Mevzuatımıza göre iş kazası, “iş yerinde veya işin yürütülmesi nedeniyle meydana gelen, ölüme sebebiyet veren veya vücut bütünlüğünü ruhen ya da bedenen engelli hale getiren olay” şeklinde tanımlanmaktadır. Tanımdan anlaşılacağı üzere olayın iş kazası olarak nitelendirilebilmesi için iş yerinde veya iş yeri dışında ise de ancak işin yürütülmesi sırasında meydana gelmesi durumunda iş kazası olarak adlandırılır. Yani iş kazaları; iş yerinde ve iş saatlerinde meydana gelen kazalardır.

Bir kazanın iş kazası olarak nitelendirilmesinin dört temel unsuru vardır; kazaya uğrayanın sigortalı olması, bedenen ve ruhen zarar oluşmuş olması, yer ve zaman bakımından SSK m.13 kapsamında kaza meydana gelmeli ve illiyet bağı olmalıdır. İş kazası meydana geldikten sonra 3 gün içinde işveren veya işçi tarafından, sosyal güvenlik kurumuna bildirilmelidir.

Uzaktan çalışmada iş kazası kapsamında, evde meydana gelen kazaların iş kazası olup olmadığını belirlemek için kazanın “işveren tarafından yürütülen iş dolayısıyla” gerçekleşip gerçekleşmediği önemlidir.

Lakin, uzaktan çalışma durumunda iş ile kaza arasındaki illiyet bağını belirlemek her zaman kolay değildir. Örneğin, evden çalışırken işverenin sağladığı bilgisayar ekipmanının arızalı olması sonucu  prize takarken patlaması durumda işveren sorumlu tutulabilir. Ancak, çalışanın iş ile ilgisi olmayan bir eylemi, çayını alırken üstüne dökmesi ve yaralanması durumunda ise işverenin sorumluluğu söz konusu olmayacaktır.

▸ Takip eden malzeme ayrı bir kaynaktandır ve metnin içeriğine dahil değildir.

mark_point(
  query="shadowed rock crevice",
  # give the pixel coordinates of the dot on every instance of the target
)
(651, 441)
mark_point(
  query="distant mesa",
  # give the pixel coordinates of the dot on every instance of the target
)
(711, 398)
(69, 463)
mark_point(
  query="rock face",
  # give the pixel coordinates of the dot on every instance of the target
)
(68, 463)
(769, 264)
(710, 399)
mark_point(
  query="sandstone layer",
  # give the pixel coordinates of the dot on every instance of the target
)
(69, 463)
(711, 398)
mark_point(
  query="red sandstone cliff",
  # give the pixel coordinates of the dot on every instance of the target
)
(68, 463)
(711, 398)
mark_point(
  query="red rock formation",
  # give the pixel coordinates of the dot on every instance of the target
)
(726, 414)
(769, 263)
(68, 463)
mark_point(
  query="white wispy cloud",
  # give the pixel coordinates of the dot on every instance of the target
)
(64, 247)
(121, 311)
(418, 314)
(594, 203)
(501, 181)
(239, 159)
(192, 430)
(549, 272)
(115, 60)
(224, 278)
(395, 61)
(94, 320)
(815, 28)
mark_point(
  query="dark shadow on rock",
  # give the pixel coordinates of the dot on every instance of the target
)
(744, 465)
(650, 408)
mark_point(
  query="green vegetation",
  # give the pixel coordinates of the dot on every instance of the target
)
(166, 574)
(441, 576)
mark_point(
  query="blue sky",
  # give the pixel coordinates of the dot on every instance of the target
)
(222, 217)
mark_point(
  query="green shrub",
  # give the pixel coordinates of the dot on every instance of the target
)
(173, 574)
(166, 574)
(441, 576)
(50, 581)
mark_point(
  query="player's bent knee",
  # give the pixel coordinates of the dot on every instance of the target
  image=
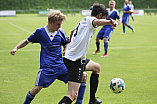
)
(85, 75)
(36, 89)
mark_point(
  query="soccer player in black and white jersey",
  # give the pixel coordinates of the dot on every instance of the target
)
(75, 55)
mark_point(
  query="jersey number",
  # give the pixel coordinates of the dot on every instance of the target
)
(76, 30)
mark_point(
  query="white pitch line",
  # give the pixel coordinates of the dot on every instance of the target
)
(20, 28)
(129, 47)
(138, 47)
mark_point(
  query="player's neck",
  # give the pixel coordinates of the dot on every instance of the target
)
(111, 9)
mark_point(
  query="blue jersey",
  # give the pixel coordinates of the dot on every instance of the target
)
(114, 14)
(50, 55)
(126, 8)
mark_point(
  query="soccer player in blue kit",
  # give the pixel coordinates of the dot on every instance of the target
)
(126, 15)
(107, 30)
(51, 38)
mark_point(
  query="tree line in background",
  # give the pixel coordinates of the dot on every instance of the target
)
(68, 4)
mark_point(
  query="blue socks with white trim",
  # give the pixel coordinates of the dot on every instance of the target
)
(29, 98)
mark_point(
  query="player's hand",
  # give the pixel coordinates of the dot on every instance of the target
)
(69, 39)
(113, 23)
(13, 51)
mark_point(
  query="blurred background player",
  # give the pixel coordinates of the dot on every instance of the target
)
(132, 10)
(92, 6)
(107, 30)
(52, 67)
(125, 17)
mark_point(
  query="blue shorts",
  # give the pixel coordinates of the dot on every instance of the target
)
(125, 20)
(105, 33)
(46, 78)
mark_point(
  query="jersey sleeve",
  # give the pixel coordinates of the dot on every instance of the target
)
(34, 38)
(118, 15)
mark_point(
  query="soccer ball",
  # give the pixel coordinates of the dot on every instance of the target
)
(117, 85)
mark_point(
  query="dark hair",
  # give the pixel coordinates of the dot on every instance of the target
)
(99, 8)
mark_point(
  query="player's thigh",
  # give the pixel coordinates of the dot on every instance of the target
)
(93, 66)
(100, 34)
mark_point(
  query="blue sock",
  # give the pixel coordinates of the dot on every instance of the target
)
(98, 45)
(29, 98)
(130, 27)
(81, 93)
(123, 29)
(106, 47)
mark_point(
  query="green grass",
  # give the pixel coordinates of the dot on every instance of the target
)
(132, 57)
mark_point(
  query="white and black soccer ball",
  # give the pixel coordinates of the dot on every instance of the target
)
(117, 85)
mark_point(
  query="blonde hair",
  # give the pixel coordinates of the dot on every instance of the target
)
(56, 15)
(112, 1)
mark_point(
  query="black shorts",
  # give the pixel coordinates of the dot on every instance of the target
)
(75, 69)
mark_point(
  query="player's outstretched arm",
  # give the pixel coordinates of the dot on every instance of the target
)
(22, 44)
(101, 22)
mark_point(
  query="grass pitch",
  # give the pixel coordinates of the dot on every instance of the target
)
(132, 57)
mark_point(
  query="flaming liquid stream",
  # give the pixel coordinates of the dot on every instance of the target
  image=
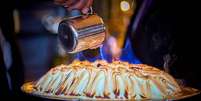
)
(127, 54)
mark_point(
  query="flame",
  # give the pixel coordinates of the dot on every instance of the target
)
(110, 51)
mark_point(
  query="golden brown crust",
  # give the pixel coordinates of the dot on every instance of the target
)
(116, 80)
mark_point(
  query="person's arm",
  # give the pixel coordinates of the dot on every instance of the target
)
(82, 5)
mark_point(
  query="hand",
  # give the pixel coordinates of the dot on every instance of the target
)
(82, 5)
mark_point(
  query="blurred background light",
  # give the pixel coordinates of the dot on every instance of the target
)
(125, 6)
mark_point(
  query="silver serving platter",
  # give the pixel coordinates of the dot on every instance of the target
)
(29, 89)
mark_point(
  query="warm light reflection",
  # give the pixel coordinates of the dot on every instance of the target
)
(125, 6)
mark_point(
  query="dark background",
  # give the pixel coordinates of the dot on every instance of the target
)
(168, 27)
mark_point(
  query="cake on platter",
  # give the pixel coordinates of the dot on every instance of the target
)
(105, 81)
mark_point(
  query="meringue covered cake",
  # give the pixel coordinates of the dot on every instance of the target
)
(110, 81)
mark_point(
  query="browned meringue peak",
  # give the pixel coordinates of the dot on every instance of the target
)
(116, 80)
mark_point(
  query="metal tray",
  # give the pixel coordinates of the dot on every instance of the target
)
(29, 89)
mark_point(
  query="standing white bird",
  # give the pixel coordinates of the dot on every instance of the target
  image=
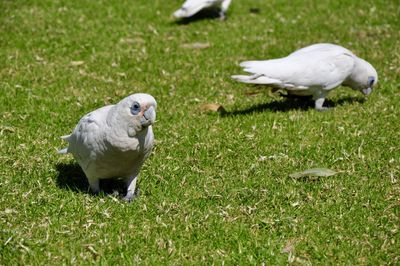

Eşit işlem ilkesi ile evde gerçekleşen kazalar ile iş yerinde aynı kazaların gerçekleşebileceğini dolayısıyla bunların da iş kazası sayılması gerektiğini savunan bir görüş de mevcuttur. İşin görülmesi ve kaza arasındaki illiyet bağının doğrudanlığı da bir diğer tartışma konusudur. Burada en temel düşünülmesi gereken şey kazanın işi yaparken meydana gelmiş olmasıdır, iş odağında doğrudan veya dolaylı kaza gerçekleşebilir.

İşçi ve İşverenin Sorumluluğu

Uzaktan çalışan bir işçi kaza geçirdiğinde, kaza ile yapılan iş arasında bir illiyet bağı tespit edilirse ve uzaktan çalışmadan önce çalışana gerekli iş sağlığı ve güvenliği bilgisi verilmemiş ise, işverenin sorumluluğu söz konusu olur. İşverenin normal çalışma düzeninde olduğu gibi, uzaktan çalışan işçi için de iş sağlığı ve güvenliği tedbirlerini alması, gerekli bilgileri vermesi ve gerekli, koruyucu araçları sağlama yükümlülüğü vardır.

İşveren sorumluluğu açısından düzenleme; Uzaktan Çalışma Yönetmeliği m. 12’de “İşveren, uzaktan çalışanın yaptığı işin niteliğini dikkate alarak iş sağlığı ve güvenliği önlemleri hususunda çalışanı bilgilendirmekle, gerekli eğitimi vermekle, sağlık gözetimini sağlamakla ve sağladığı ekipmanla ilgili gerekli iş güvenliği tedbirlerini almakla yükümlüdür.”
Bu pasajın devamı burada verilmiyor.